TSP From DP to Deep Learning. Episode 4: Search for Most Likely Sequence

Jun 6 2020 Tech Blog 10 minutes read (About 1441 words)

This is fourth episode of series: TSP From DP to Deep Learning. In this episode, we systematically compare different searching algorithms for finding most likely sequence in the context of simplied markov chain setting. These models can be further utilized in deep learning decoding stage, which will be illustrated in reinforcement learning, in the next episode. Full list of this series is listed below.
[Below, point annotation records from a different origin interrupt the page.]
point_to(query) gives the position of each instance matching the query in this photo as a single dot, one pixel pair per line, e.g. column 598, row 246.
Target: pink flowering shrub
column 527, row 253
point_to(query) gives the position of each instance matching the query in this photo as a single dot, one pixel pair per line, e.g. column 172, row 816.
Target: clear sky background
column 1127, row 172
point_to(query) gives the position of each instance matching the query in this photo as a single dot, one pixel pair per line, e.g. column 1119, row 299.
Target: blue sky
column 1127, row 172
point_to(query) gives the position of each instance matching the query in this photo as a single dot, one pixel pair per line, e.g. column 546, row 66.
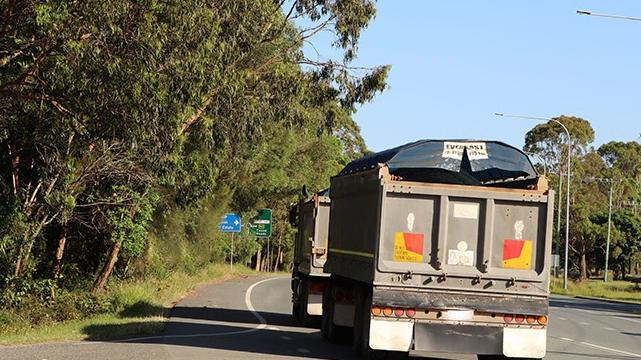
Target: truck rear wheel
column 327, row 323
column 303, row 317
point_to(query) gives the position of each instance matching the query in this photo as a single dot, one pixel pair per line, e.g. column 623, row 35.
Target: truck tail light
column 399, row 312
column 349, row 296
column 316, row 288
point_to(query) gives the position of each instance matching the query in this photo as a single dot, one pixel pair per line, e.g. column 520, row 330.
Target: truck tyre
column 295, row 298
column 327, row 323
column 360, row 312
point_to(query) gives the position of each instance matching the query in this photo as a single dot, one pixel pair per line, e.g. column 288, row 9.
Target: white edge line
column 602, row 347
column 610, row 349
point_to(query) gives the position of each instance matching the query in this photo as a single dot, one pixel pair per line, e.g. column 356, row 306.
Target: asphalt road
column 249, row 319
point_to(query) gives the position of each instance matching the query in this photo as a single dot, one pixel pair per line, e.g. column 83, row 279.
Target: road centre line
column 626, row 319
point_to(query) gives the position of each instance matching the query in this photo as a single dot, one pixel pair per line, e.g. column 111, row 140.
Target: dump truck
column 310, row 216
column 441, row 246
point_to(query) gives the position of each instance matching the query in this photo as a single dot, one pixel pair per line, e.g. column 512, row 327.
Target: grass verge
column 135, row 308
column 612, row 290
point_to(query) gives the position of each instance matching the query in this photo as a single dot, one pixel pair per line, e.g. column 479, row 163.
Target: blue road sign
column 230, row 223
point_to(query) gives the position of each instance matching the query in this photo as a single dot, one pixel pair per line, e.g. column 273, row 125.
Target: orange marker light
column 399, row 312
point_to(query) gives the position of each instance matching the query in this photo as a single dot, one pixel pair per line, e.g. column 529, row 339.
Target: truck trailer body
column 440, row 246
column 311, row 218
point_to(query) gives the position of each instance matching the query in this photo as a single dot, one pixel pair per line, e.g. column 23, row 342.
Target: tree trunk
column 15, row 169
column 62, row 241
column 25, row 249
column 583, row 267
column 101, row 280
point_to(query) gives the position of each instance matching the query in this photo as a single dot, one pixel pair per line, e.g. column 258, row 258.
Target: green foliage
column 132, row 124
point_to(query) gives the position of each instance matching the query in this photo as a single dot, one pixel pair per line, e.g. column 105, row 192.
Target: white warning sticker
column 466, row 211
column 475, row 150
column 461, row 255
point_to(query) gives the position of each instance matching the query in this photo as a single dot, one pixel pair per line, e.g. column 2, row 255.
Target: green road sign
column 261, row 224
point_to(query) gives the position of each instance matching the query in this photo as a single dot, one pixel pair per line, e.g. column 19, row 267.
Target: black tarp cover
column 450, row 161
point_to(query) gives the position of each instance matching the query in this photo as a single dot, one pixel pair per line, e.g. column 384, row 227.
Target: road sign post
column 230, row 223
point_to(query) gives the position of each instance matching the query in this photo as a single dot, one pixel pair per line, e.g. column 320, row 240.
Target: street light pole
column 590, row 13
column 567, row 196
column 607, row 243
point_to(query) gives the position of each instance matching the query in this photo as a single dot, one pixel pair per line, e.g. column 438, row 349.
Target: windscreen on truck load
column 470, row 162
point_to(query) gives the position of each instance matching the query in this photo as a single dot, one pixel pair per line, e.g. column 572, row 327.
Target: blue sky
column 455, row 63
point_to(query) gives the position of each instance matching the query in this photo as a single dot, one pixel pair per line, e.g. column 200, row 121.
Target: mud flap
column 390, row 335
column 528, row 343
column 463, row 339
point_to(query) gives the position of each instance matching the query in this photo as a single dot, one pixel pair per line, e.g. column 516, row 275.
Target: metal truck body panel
column 312, row 236
column 440, row 237
column 310, row 244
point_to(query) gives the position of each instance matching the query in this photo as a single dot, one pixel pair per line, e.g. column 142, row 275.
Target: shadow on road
column 233, row 333
column 631, row 334
column 594, row 356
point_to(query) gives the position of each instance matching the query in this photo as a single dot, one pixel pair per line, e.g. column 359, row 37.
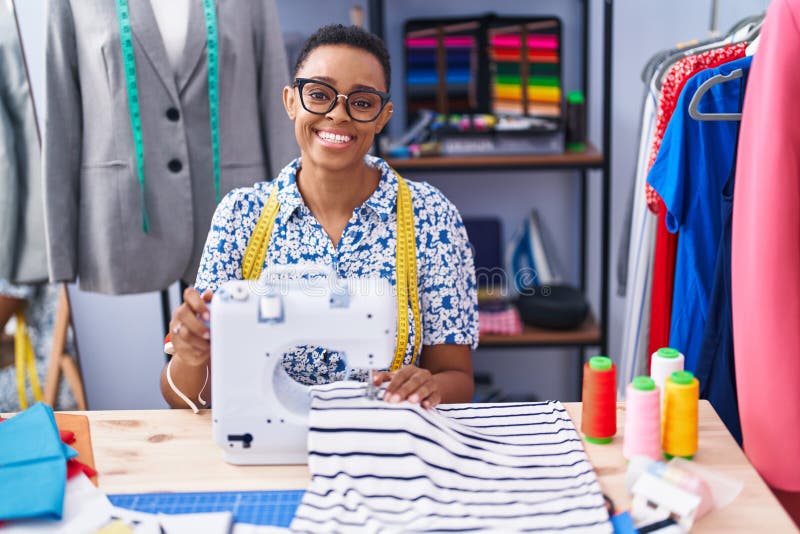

Episode 1: AC TSP on AIZU with recursive DP
Episode 2: TSP DP on a Euclidean Dataset
Episode 3: Pointer Networks in PyTorch
Episode 4: Search for Most Likely Sequence
Episode 5: Reinforcement Learning PyTorch Implementation

Problem as Markov Chain

In sequence-to-sequence problem, we are always faced with same problem of determining the best or most likely sequence of output. This kind of recurring problem exists extensively in algorithms, machine learning where we are given initial states and the dynamics of the system, and the goal is to find a path that is most likely. The corresponding concept, in science or mathematical discipline, is called Markov Chain.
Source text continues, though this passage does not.